The nonprofit’s mission statement is to “create school programs and awareness campaigns around the core belief that gratitude changes mindsets, reduces violence and improves everything.” Schools receive kits with “gratitude spots,” kindness cards and instructions for a gratitude wall and You Matter letters.

The gratitude spots are placed on the floor, and when stood on, you either have to say or think something you are grateful for. Kindness cards are passed to those who are caught doing an act of kindness. The gratitude wall grows bigger every day as students and staff write something they are grateful for on a Post-It note to put on the wall. Each student is required to write a You Matter letter to someone they are grateful for and read it aloud to that person before the end of the two-week campaign.

“The thing I’m most excited about is probably the gratitude wall,” said Ryan Kaveney, a member of the leadership council. “We’ll be getting to read what people are grateful for, and everybody else will, too, because it’ll be in the lunchroom, not in an individual part of the school.”

Kathy Hart, a special education teacher at Bodkin, has guided the student-led project. She said that roughly 6,000 Post-It notes will cover the gratitude wall at the end of the campaign.

Leadership council member Liz Forman said she is most excited for the You Matter letter. She plans to write hers to her mom.

“It gives a chance for you to express your feelings to someone that you don’t know how to show you’re grateful, but with a letter, you can,” Liz said.

The gratitude spots are the most interesting aspect for Ava Wille, who is also on the leadership council.

“Sometimes people don’t always show that they’re grateful,” Ava said. “[With] the spot, you can hear what other people are grateful for, and you get a chance, not just on Thanksgiving, to express what you’re thankful for on any day.”

Maggie Cochran agreed that it is important to show gratitude on days other than Thanksgiving.

“You forget to say ‘thank you’ to your mom or dad if they make you breakfast or if they make you dinner,” said Maggie, who is on the leadership council. “Now, you can say it every day without having to think [or] forget about it.”

The leadership council has a spot team that will decide where in the school to place the spots.

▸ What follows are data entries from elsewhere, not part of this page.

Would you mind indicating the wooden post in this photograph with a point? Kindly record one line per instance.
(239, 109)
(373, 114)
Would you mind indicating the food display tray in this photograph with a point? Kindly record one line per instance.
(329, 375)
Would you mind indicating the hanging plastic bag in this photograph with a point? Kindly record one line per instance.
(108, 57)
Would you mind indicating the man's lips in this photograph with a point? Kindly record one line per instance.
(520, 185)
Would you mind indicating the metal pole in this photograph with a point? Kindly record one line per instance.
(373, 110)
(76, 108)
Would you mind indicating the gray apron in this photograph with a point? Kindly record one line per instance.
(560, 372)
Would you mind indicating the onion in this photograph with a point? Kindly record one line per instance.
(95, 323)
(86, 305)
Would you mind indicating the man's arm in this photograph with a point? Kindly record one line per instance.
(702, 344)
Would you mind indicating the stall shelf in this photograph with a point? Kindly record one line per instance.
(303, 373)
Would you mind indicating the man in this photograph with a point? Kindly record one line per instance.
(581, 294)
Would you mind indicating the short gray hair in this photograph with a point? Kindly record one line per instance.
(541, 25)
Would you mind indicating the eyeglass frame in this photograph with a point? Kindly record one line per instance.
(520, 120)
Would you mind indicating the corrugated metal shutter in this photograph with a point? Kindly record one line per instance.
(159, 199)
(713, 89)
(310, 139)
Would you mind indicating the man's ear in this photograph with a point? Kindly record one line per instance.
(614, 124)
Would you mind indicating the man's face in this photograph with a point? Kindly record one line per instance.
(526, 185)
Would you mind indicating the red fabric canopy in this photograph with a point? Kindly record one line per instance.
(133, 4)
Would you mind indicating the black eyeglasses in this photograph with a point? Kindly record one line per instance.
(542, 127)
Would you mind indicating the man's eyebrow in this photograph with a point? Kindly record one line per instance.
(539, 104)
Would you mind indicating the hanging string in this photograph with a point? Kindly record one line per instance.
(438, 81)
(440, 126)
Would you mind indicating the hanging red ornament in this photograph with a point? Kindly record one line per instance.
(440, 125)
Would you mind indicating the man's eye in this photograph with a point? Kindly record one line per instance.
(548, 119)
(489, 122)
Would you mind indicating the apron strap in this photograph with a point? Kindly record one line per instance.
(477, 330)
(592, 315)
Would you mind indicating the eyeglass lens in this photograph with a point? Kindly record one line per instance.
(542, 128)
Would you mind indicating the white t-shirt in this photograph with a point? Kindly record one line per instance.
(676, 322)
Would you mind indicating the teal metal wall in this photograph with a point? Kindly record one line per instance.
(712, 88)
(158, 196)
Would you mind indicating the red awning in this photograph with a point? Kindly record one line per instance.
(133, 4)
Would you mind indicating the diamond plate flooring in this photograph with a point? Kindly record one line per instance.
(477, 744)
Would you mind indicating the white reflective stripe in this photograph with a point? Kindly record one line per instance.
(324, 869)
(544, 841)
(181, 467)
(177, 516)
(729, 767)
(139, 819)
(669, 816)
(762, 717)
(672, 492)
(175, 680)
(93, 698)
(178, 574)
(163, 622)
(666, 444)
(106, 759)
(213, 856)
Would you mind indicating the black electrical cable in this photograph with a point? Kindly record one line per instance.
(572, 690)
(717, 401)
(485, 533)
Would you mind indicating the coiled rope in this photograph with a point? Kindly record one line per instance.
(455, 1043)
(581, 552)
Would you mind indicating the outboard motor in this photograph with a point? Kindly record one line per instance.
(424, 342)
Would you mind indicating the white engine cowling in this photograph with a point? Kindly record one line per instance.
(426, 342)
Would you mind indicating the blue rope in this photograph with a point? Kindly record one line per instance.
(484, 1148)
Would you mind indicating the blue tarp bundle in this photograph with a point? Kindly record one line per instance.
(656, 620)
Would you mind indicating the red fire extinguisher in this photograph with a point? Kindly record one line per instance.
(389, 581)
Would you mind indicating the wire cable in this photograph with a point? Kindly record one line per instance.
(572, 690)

The fifth-graders brainstormed places and want to make sure they are in high-traffic areas so that “all of us get a chance to step on it.”

Jeffrey Paul, who is on the leadership council, said the Look for the Good project has the potential to change the way the school works.

“It can have a huge affect because, say this whole Look for the Good thing hadn’t happened, we wouldn’t have had a chance to express what we’re thankful for whenever we want to,” Jeffrey said.

Rachel Amstutz, the principal of Bodkin Elementary, said she hopes students understand that being nice matters and that it’s the right time to focus on kindness and gratitude.

“My biggest hope is that we embrace an understanding that our interactions with each other really matter,” Amstutz said. “Being nice matters. That’s a huge strategy we can use to change the culture of a school, of a community, of a family, of our world.”